Alors que les voyageurs d'affaires se rendent généralement dans les centres économiques, les autres voyageurs se concentrent vers les destinations de vacances. Cela a entraîné une augmentation de 10 à 20 % des voyages aériens vers les pays du sud de l'Europe en 2025 par rapport à 2019. Ce sont ces tendances en matière de comportement de voyage qui ont un impact sur la demande des passagers, plutôt que la fiscalité et les autres coûts.

T&E recommande donc aux gouvernements nationaux de ne pas céder aux demandes des compagnies aériennes de plafonner les taxes. Cela reviendrait à renoncer à d’importantes recettes publiques, sans effet tangible sur les retombées économiques du trafic aérien.

Note

[1] Les coûts examinés ici recoupent l’ensemble des frais directs imposés pour l'exploitation d'un vol commercial régulier ou charter : taxes, redevances aéroportuaires, redevances liées au décollage et à l’atterrissage, au contrôle aérien, ainsi que les coûts des régulations environnementales.
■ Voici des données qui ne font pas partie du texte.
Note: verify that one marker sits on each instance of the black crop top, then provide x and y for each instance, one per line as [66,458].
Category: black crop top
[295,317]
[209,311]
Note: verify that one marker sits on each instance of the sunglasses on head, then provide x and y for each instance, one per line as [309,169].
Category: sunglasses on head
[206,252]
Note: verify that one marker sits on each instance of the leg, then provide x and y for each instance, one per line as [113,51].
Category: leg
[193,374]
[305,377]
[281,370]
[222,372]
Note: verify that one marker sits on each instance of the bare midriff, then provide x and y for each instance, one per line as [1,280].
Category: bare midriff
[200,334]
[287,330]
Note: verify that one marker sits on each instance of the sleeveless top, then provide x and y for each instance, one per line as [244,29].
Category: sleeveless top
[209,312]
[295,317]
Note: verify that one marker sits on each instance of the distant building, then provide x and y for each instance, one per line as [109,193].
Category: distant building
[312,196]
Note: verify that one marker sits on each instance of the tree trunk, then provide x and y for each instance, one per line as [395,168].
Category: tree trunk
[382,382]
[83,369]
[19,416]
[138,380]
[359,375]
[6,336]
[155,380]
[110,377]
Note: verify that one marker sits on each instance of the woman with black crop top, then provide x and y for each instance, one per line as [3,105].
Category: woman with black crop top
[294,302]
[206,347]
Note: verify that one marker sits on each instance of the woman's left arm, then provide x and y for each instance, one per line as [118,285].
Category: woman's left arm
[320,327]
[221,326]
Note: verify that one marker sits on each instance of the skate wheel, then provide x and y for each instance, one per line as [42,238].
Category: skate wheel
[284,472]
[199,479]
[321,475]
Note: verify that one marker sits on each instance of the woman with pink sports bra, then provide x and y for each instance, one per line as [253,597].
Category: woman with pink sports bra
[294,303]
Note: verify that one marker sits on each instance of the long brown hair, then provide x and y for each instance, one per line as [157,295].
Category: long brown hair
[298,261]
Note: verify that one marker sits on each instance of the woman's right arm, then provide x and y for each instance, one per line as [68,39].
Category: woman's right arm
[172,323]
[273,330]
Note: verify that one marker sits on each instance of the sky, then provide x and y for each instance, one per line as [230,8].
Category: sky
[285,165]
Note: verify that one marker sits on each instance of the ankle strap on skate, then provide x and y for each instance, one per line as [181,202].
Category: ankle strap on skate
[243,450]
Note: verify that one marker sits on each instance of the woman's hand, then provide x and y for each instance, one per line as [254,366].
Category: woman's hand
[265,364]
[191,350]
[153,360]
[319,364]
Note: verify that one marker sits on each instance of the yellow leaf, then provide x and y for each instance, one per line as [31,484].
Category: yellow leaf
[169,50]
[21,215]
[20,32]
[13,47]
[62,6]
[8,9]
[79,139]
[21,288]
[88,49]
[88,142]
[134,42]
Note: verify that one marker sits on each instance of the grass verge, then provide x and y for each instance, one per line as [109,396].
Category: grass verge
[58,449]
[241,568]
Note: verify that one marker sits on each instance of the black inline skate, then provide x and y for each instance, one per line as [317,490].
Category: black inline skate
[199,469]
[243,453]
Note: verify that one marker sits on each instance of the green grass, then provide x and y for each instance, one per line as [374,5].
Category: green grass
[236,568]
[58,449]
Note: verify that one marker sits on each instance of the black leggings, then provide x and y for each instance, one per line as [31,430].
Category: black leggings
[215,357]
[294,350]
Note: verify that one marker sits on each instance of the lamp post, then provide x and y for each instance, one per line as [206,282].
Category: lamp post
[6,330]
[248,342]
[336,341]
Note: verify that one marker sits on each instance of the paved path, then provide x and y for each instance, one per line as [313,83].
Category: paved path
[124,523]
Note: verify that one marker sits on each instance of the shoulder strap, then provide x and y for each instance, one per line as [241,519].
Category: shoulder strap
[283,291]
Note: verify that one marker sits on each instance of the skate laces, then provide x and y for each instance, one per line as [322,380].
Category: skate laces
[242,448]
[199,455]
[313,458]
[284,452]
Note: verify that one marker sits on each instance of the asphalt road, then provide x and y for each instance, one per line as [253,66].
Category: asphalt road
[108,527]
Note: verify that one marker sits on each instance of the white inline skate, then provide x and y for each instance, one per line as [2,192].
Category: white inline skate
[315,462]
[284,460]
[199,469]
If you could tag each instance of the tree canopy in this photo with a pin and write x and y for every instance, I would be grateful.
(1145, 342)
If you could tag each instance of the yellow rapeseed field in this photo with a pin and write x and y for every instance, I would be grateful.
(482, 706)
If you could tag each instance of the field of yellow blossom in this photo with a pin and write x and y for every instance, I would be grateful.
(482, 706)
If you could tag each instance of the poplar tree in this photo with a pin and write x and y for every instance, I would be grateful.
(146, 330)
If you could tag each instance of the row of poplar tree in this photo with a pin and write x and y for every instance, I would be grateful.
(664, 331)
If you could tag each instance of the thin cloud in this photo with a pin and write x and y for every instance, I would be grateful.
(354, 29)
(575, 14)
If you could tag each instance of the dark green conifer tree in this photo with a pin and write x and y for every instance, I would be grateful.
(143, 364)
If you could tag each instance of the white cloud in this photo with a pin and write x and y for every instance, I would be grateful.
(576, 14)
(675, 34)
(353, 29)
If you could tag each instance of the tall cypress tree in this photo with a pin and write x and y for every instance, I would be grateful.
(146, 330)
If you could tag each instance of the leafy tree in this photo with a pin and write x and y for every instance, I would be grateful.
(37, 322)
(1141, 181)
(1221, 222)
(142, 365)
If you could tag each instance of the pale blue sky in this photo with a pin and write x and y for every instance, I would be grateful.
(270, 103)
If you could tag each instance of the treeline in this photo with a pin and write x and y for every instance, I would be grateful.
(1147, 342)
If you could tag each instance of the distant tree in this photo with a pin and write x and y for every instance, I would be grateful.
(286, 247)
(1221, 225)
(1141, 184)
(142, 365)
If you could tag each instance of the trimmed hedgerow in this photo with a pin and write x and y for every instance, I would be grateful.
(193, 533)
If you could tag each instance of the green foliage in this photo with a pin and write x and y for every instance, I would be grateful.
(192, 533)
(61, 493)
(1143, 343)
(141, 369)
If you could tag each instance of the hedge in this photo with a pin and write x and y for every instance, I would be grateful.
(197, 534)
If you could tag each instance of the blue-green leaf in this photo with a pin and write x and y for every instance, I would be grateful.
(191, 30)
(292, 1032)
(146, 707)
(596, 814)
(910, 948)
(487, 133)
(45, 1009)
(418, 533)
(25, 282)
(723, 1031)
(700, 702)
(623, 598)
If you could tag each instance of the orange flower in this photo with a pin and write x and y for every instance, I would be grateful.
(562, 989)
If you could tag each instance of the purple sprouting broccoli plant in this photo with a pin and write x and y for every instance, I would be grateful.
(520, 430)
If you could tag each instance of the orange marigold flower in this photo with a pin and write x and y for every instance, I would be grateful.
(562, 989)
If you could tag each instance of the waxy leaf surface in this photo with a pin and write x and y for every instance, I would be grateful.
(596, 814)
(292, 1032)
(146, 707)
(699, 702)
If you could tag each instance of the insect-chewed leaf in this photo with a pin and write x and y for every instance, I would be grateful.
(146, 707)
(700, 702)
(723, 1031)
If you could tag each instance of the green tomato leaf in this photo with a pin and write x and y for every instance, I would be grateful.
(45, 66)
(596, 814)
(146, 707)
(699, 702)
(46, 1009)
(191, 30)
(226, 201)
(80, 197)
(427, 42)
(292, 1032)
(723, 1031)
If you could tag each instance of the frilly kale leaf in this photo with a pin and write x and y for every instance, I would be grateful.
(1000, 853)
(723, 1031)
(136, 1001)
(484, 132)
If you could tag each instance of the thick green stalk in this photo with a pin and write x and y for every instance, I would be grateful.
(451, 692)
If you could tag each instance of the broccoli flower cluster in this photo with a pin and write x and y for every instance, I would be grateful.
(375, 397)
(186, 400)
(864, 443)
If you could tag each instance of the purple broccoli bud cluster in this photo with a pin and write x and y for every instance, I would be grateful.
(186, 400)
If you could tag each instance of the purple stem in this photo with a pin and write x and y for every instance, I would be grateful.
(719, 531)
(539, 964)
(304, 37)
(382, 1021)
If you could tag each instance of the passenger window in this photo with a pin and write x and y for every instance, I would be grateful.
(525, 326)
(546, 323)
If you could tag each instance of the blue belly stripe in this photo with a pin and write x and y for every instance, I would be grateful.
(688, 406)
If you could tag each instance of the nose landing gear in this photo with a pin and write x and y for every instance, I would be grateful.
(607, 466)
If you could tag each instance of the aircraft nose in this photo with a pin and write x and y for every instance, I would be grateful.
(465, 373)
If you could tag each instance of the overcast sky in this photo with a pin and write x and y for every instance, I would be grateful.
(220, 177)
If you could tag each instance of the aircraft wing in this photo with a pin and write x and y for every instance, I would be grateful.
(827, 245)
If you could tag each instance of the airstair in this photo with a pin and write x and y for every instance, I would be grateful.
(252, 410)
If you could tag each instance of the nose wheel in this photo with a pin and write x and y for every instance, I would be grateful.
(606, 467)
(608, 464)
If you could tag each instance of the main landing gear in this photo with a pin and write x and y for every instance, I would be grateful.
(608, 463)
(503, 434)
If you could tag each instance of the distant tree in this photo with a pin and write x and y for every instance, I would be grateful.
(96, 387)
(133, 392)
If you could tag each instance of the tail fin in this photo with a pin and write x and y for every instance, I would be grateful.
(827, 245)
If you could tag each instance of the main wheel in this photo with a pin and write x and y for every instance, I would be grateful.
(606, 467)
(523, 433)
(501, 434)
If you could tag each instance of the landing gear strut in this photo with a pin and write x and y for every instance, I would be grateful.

L'étude menée par les économistes Friedrich Thießen et Christoph Brützel a analysé les coûts supportés par les aéroports en fonction des taxes nationales et a comparé le nombre de passagers voyageant à destination et en provenance de ces aéroports. Elle a pris en compte le fait que le type d'aéroport peut modifier les résultats. Elle a également vérifié qu'une analyse traditionnelle de l'élasticité des prix n'est pas fiable dans le domaine de l'aviation. Cette étude complète une étude du DLR datant d'avril 2025.